Los aparatos, denominados prismas de auscultación, se han repartido por las fachadas de las casas vecinas y la basílica de la Seu. Estos servirán para medir movimientos horizontales y verticales milimétricos, comparando los datos tomados en diferentes fechas para detectar cualquier alteración durante la excavación.
Esta medida preventiva se toma antes de montar una pantalla perimetral de micropilotes, necesaria para aislar la zona de trabajo donde se llevarán a cabo las microvoladuras. Estas son imprescindibles para perforar el terreno y extraer los 6.000 m³ de roca necesarios para las dos plantas subterráneas del edificio.
El sistema de microvoladuras, previsto para comenzar en marzo, tendrá una duración de medio segundo por detonación, con una carga explosiva máxima de un kilo, y se avisará a los vecinos con sirenas previas.

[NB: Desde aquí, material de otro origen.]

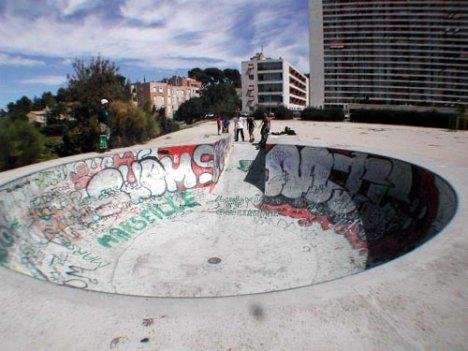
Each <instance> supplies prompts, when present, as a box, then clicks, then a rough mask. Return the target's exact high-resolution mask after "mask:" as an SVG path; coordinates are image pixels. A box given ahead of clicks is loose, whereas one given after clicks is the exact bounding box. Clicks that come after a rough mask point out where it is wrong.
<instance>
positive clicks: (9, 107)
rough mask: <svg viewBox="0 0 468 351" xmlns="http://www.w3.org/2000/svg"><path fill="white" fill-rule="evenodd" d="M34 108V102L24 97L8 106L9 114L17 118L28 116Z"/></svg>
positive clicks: (26, 96)
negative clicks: (27, 114) (24, 116)
mask: <svg viewBox="0 0 468 351" xmlns="http://www.w3.org/2000/svg"><path fill="white" fill-rule="evenodd" d="M32 108H33V102H32V101H31V99H29V98H28V97H27V96H23V97H22V98H21V99H19V100H16V102H10V103H9V104H8V105H7V109H8V114H9V115H15V116H26V114H27V113H28V112H30V111H31V110H32Z"/></svg>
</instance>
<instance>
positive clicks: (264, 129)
mask: <svg viewBox="0 0 468 351" xmlns="http://www.w3.org/2000/svg"><path fill="white" fill-rule="evenodd" d="M232 123H233V125H234V140H235V141H239V135H240V137H241V138H242V141H245V137H244V128H245V127H246V126H247V130H248V132H249V142H250V143H253V142H254V141H255V135H254V131H255V127H256V126H257V124H256V123H255V119H254V118H253V117H252V116H249V117H244V116H242V115H239V116H236V117H234V118H233V119H232ZM216 124H217V126H218V135H219V134H220V133H221V132H222V133H229V124H230V121H229V118H227V117H225V118H222V117H221V116H218V117H217V118H216ZM270 127H271V118H270V117H268V116H267V115H266V114H265V115H264V116H263V119H262V122H261V124H260V135H261V140H260V142H259V143H258V147H259V148H265V145H266V142H267V139H268V134H269V133H270Z"/></svg>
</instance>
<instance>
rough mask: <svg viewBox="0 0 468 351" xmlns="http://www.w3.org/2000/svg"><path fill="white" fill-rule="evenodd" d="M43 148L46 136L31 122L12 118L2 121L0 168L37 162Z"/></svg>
mask: <svg viewBox="0 0 468 351" xmlns="http://www.w3.org/2000/svg"><path fill="white" fill-rule="evenodd" d="M43 150H44V138H43V136H42V135H41V133H39V131H38V130H37V129H36V128H34V127H33V126H32V125H31V124H30V123H28V122H26V121H22V120H16V121H13V120H11V119H10V118H5V119H2V120H1V121H0V170H7V169H11V168H16V167H21V166H25V165H28V164H31V163H34V162H37V161H38V160H39V159H40V156H41V154H42V153H43Z"/></svg>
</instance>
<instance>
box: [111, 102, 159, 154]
mask: <svg viewBox="0 0 468 351" xmlns="http://www.w3.org/2000/svg"><path fill="white" fill-rule="evenodd" d="M110 110H111V113H112V116H113V118H112V119H111V130H112V132H111V135H112V136H111V141H112V143H113V146H114V147H122V146H130V145H134V144H136V143H144V142H146V141H148V140H149V139H151V138H154V137H156V136H157V135H158V134H159V133H160V130H159V126H158V125H157V124H156V121H155V119H154V116H152V115H151V113H149V112H147V111H145V110H143V109H141V108H139V107H136V106H134V105H133V104H132V103H131V102H122V101H116V102H113V103H112V104H111V106H110Z"/></svg>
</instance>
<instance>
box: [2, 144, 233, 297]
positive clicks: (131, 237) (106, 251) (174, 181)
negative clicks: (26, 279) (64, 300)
mask: <svg viewBox="0 0 468 351" xmlns="http://www.w3.org/2000/svg"><path fill="white" fill-rule="evenodd" d="M229 147H230V140H229V138H226V139H222V140H219V141H217V142H216V143H214V144H201V145H182V146H172V147H162V148H145V149H141V150H135V151H126V152H123V153H118V154H111V155H107V154H106V155H103V156H101V157H93V158H89V159H85V160H81V161H78V162H69V163H65V164H62V165H59V166H55V167H51V168H47V169H43V170H41V171H39V172H36V173H33V174H30V175H27V176H24V177H21V178H19V179H16V180H14V181H11V182H9V183H6V184H3V185H1V186H0V264H1V265H2V266H4V267H6V268H10V269H13V270H15V271H18V272H21V273H24V274H27V275H30V276H33V277H35V278H38V279H43V280H48V281H51V282H54V283H57V284H64V285H69V286H74V287H80V288H90V289H93V290H100V291H112V290H113V289H112V287H111V286H108V285H106V284H107V283H106V280H105V279H102V280H101V279H96V277H101V276H108V275H110V274H112V272H109V270H108V267H109V265H110V262H109V260H110V259H112V258H113V257H114V258H115V256H116V253H113V254H112V255H110V254H109V252H108V251H109V250H111V249H115V250H119V249H121V244H122V243H123V242H126V241H129V240H132V238H133V237H135V236H136V235H137V234H139V233H141V232H142V231H143V230H146V229H148V228H149V227H151V226H154V225H157V224H158V223H160V222H163V221H164V220H165V219H167V218H171V217H172V216H175V215H177V213H179V212H182V211H190V209H191V208H193V207H196V206H199V204H198V203H197V201H196V199H195V198H194V197H193V196H192V194H191V192H192V191H193V190H195V189H203V188H209V187H212V186H213V185H215V184H216V183H217V181H218V179H219V177H220V174H221V173H222V171H223V169H224V167H225V163H226V157H227V154H228V152H229ZM106 267H107V268H106Z"/></svg>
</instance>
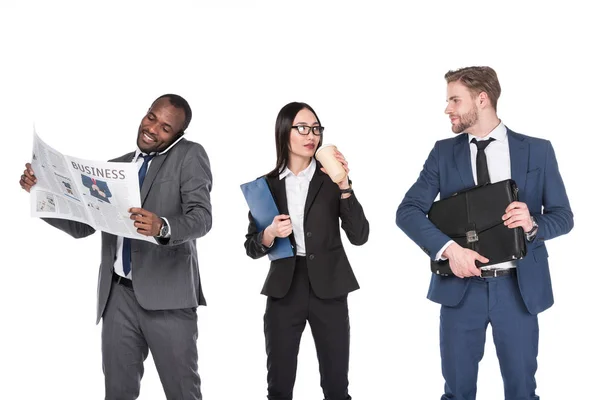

La excavación alcanzará los 12 metros de profundidad, con la previsión de extraer el 80% de la roca mediante microvoladuras. La parte de las voladuras la gestionará la empresa manresana Pervosa, mientras que la construcción corre a cargo de Cots i Claret y Certis.
La futura sede de la Generalitat en la Catalunya Central, que tendrá un coste de 22 millones de euros, se levantará entre las calles de la Codinella, de Galceran Andreu y la Baixada de la Seu. La duración prevista de las obras es de 30 meses, habiéndose colocado la primera piedra el pasado 11 de octubre.